GPs’ limited opportunity to discuss preventive health strategies means quantifying their risks, benefits and reduction in mortality can help guide towards which strategies to recommend.
GPs’ limited opportunity to discuss preventive health strategies means quantifying their risks, benefits and reduction in mortality can help guide towards which strategies to recommend.

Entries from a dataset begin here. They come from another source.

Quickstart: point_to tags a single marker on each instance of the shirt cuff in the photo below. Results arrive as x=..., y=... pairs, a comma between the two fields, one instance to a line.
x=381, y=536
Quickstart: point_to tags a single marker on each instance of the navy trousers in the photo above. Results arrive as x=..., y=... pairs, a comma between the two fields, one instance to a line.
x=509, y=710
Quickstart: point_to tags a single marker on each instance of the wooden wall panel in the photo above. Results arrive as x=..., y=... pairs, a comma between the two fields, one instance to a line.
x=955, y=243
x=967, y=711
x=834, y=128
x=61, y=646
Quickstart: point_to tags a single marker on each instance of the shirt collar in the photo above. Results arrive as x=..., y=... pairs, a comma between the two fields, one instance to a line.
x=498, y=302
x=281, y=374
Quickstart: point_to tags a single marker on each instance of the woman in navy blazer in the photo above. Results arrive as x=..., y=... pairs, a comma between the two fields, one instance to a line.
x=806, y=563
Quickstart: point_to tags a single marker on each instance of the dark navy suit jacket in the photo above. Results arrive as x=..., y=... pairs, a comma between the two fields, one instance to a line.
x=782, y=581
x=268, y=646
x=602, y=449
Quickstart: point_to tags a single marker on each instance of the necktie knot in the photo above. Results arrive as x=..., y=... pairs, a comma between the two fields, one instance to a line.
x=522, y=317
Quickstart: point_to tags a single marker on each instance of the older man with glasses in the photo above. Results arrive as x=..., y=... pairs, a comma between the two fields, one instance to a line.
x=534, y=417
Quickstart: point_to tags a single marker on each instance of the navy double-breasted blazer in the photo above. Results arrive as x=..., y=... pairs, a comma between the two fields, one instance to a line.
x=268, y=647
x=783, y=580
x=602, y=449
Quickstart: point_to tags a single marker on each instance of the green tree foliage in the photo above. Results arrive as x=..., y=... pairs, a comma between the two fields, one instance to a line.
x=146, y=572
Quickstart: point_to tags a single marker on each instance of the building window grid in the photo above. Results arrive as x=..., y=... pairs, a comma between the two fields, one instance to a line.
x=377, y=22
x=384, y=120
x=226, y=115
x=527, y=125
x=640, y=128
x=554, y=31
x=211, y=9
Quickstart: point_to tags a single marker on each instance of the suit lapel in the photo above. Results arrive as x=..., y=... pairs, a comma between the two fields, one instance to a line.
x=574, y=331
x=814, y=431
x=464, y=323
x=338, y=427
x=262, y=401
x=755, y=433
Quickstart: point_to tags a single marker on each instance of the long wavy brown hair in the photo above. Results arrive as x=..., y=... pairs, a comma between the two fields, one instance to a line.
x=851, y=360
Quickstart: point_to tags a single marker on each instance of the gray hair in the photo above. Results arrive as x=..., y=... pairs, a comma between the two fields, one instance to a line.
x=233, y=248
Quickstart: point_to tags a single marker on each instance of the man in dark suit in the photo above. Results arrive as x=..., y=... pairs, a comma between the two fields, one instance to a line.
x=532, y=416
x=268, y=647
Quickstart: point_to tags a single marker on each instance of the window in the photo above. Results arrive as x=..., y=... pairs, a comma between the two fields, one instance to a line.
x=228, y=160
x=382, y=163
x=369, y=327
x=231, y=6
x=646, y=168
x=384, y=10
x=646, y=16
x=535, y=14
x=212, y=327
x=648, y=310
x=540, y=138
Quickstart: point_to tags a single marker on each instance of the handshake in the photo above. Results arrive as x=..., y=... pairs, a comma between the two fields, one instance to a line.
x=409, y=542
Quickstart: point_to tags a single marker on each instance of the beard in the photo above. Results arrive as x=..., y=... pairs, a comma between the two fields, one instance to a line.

According to the RACGP’s Guidelines for preventive activities in general practice (the Red Book), approximately 32% of Australia’s total burden of disease can be attributed to modifiable risk factors.
 
Yet, preventive intervention is the primary reason for only seven in every 100 clinical encounters, so such activities are often initiated opportunistically by GPs.
 
There are ample choices of recommendations on offer, with the Red Book collating 32 preventive activities for adults and 24 for children. But as all of those recommended activities are beneficial, it can be challenging to know on which strategies to focus.
 
Now a new paper in the latest issue of the Australian Journal of General Practice (AJGP), ‘Quantifying the benefits and harms of various preventive health activities’, addresses that issue.
 
Co-author Professor Chris Del Mar, an evidence-based medicine (EBM) specialist, told newsGP the idea for the paper arose over a long period of time, stemming from concern regarding the increasing number of preventive activities accumulating in the Red Book.
 
‘[We were] wondering how, as GPs, [we] can ever decide which preventive activity we should do first ... because we can’t do everything,’ he said.
 
Professor Del Mar said he suspects GPs quite often ‘choose the thing we think is most medical, like a Pap smear test, or the thing that’s easiest to reach for, like a sphygmomanometer’.
 
‘But it occurred to us, one helpful thing would be to have a ranking of the benefits and the harms of each preventive activity so we can have them at least ranked in the right order so we can choose,’ he said.’
 
The paper looks at the potential downfalls of a sample of common preventive health recommendations, such as overdiagnosis and potential overtreatment, and weighs that up against potential benefits, along with the reduction in expected deaths.
 
‘We thought we would try and get a sample, just a few done, to see how it might work,’ Professor Del Mar explained.
 
Where possible, information came from meta-analyses of randomised controlled trials. When that was not possible (such as for smoking cessation), the authors quantified the evidence for benefit from observational cohort studies.
 
The authors restricted the analysis to a single age group, 50 years of age, to simplify the estimates.
 
They found that smoking cessation led to 24.2 fewer deaths in males and 15.4 fewer deaths of females per 1000 people per decade, while weight loss – going from a body mass index (BMI) of 35 down to 30 – led to 19.7 fewer deaths in males and 11.8 in females.
 
Meanwhile, lipid lowering with a statin in metabolic syndrome led to 2.1 fewer deaths in males and 0.7 fewer deaths in females per 1000 people per decade.
 
Being invited for regular mammography yielded 0.5 fewer breast cancer deaths, while participating in faecal occult blood testing (FOBT) biennially led to 0.5 fewer deaths in males and 0.3 in females.
 
As an epidemiologist, these results did not surprise Professor Del Mar.
 
‘But I think it might surprise some GPs who are not so well acquainted with managing population data,’ he said. ‘And I think that that’s where the value of doing this might really be something useful.’
 
Professor Del Mar hopes this area is investigated further and that these results influence how GPs choose which preventive activity to discuss with their patients. He also believes the paper would be ‘a useful addition to the Red Book itself’ and hopes it may lead to the development of decision aides for patients.
 
‘We should have these things available for all the preventive activities that we recommend in the Red Book so that we can help people make decisions which incorporate their own preferences [and] what patients are worried about,’ he said.
 
‘So we can put all that information into the melting pot and help patients make a choice that’s right for them.’